I don't have too much to say about this episode, strangely. It resolved some things, or appeared to, but left the door open for a second series I can't see being refused. One of the most shocking moments was when Neil callously shot Paul's girlfriend Kay (Sophie Wu) in the head, to make it clear he's not fooling around, and in some ways that moment overshadowed the rest of the episode, because no amount of special effects could best it. Even though we're dealing with a world where ghosts exist and resurrection's possible (meaning Jay's probably due some form of comeback if series 2 gets commissioned), the moment still felt very final and unexpected.

The actual finale was a slight cheat, considering we'd been led to believe that Paul and Sarah's visions were truly apocalyptic, when it turns out they were just seeing the abandoned shopping centre covered in ash from a reopened Ascension point. But it provided a decent final brawl between Paul and John, now the latter's decided he wants to live more than he wants to ascend. The chintzy special effects for a winged Paul hovering aboard the Ascension point's geyser and shooting energy into its abyss didn't unravel the tension too badly, and I was pleased by the denouement... with something very bad happening in the atmosphere over the city, as the defeated Neil remarked "I told him... you don't fuck with ascension". It seems that Paul's plan to save the day has backfired in ways yet to be explained, and I rather like how The Fades appears to have let its hero do more damage than good. Paul may have good and noble intentions, but he's ultimately a naïve teenage boy with incredible powers and no clue what he's doing. To be fair, he's in good company with the Angelics, who are a dysfunctional bunch of idiots.

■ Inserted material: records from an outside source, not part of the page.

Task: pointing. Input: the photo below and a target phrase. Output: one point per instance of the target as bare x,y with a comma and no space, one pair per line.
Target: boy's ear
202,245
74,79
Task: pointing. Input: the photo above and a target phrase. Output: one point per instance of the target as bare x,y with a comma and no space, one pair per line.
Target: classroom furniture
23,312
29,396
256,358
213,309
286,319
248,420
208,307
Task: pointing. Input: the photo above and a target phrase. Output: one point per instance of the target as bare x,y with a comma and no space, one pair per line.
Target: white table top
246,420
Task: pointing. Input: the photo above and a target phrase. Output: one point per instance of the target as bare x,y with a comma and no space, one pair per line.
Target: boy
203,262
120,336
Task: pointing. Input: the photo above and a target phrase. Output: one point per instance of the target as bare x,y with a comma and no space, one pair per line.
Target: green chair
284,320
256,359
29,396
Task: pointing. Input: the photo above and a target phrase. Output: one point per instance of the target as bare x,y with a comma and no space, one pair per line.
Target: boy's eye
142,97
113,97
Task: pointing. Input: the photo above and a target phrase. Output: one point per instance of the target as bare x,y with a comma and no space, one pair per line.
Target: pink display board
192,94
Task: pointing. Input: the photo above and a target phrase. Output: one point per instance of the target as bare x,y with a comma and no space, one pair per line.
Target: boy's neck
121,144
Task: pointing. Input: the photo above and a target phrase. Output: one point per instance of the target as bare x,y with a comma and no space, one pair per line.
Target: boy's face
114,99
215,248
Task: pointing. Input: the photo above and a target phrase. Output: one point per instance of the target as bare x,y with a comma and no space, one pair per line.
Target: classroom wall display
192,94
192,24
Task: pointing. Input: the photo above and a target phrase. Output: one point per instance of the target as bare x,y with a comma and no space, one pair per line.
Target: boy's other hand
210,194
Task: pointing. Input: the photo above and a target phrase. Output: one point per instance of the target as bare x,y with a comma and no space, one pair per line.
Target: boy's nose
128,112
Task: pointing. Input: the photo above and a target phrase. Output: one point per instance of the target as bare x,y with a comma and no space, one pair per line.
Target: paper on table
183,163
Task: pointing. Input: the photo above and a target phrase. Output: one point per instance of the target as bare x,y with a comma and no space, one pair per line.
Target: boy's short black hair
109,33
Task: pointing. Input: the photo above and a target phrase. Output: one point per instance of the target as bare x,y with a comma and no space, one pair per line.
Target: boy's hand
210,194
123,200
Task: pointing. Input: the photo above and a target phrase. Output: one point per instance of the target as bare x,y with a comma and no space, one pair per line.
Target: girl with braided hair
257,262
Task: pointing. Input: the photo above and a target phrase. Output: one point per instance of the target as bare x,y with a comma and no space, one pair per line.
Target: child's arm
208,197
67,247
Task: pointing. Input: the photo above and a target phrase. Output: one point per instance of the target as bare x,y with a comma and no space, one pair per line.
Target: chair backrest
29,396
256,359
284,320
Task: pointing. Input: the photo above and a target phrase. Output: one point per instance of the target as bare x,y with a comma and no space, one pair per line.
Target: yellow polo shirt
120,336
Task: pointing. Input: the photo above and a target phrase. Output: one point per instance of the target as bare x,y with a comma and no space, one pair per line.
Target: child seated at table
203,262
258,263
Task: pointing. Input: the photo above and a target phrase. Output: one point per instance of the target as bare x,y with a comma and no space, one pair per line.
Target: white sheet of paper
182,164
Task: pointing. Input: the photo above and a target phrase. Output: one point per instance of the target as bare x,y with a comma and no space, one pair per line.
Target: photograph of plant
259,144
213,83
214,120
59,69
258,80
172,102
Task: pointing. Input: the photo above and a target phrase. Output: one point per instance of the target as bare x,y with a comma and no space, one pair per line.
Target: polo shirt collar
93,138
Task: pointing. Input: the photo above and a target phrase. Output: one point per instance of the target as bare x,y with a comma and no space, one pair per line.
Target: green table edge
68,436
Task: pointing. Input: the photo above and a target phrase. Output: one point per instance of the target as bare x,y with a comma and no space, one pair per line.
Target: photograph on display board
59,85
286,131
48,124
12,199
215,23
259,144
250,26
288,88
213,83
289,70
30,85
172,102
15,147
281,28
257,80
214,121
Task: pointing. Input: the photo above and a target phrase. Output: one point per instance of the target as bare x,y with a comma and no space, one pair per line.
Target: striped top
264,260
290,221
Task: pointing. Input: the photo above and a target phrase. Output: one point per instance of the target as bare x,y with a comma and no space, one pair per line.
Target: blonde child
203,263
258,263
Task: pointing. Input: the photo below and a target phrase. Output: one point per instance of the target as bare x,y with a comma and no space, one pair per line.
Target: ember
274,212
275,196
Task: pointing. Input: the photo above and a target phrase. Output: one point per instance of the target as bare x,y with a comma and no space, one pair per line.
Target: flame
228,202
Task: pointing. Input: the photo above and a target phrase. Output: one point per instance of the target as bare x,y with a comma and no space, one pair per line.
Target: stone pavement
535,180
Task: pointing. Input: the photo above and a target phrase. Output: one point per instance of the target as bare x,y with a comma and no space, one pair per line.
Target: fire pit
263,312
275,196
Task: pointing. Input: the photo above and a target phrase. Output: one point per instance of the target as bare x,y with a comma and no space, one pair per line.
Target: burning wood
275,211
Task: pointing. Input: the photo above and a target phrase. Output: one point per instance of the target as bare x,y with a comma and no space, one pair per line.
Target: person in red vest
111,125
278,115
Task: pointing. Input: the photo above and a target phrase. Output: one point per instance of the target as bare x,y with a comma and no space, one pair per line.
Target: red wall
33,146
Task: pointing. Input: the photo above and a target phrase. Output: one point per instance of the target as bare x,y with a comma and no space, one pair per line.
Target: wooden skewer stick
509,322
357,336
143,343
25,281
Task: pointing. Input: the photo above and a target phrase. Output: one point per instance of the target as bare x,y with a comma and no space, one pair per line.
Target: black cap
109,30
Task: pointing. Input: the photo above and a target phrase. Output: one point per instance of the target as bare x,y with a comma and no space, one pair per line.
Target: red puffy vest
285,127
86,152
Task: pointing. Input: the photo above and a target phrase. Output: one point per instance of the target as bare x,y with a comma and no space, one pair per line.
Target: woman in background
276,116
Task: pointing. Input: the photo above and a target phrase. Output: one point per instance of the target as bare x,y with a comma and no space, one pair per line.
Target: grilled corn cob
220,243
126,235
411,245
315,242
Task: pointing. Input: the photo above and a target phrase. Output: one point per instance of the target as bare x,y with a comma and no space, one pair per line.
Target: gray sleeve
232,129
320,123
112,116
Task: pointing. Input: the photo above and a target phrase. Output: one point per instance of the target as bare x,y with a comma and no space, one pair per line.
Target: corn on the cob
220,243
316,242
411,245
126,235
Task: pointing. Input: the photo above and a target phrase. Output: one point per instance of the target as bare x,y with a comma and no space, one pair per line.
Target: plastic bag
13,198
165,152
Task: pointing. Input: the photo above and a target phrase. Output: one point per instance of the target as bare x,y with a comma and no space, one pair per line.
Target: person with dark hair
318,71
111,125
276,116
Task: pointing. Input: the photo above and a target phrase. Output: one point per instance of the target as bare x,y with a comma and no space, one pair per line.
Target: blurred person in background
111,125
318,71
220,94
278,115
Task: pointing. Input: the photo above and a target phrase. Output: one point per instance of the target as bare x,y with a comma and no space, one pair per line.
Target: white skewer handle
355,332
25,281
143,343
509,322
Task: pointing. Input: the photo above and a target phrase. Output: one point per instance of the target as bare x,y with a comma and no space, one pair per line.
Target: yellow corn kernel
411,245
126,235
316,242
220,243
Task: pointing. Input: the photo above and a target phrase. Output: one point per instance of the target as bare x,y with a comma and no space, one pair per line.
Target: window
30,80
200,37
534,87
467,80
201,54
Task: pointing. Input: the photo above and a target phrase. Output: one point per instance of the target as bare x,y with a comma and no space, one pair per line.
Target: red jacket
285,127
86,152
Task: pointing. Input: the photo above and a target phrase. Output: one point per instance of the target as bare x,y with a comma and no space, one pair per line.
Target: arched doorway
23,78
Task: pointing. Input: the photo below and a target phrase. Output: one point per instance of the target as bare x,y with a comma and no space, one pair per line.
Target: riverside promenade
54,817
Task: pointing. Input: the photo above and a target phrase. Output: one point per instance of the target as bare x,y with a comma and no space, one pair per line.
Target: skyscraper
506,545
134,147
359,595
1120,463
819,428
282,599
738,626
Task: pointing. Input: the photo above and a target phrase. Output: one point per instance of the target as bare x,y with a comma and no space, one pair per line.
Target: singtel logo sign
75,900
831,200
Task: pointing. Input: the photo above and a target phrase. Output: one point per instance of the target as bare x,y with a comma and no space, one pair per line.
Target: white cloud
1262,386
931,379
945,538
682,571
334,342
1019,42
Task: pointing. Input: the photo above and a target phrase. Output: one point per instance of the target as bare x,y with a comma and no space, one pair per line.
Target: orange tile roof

Overall, The Fades ended on a high and I'm not reluctant to see more. Over its six episodes I was pleased to see a few problem areas were ironed out as the writing and focus improved (Anna's unwarranted bitchiness, the bludgeoning geek-speak, less Sophie Wu), its trump card was how it blurred the lines between good and evil, and in De Caestecker they found a great actor who brought a lot of humanity and sensitivity to Paul. It definitely had its moments, but there was something about The Fades that just didn't connect with me deeply; possibly because it bit off more than it could chew, and too many irritations got in the way of the good stuff in my head. The Sarah/Mark storyline was so shortchanged it needn't have existed to begin with.

What's your abiding feeling about The Fades? Are you one of the many people championing the show as a worthy companion to the likes of Being Human, or was it just a load of hogwash knitted together from a variety of sources?


  • John's retelling of the Bible story about Lot dissuading some townsfolk from gang-raping angels, by offering them his own daughters to abuse, is a story I've heard before... and it remains an astonishingly sick and morally-bankrupt piece of scripture.
  • I had to wonder if director Tom Shankland was paying homage to Quentin Tarantino with the "trunk shot" when Neil opened the boot of his car to reveal Mac inside.
  • Another influence on The Fades appears to be Night Watch, which itself is a pick n' mix of other movies. The use of birds is prominent in both.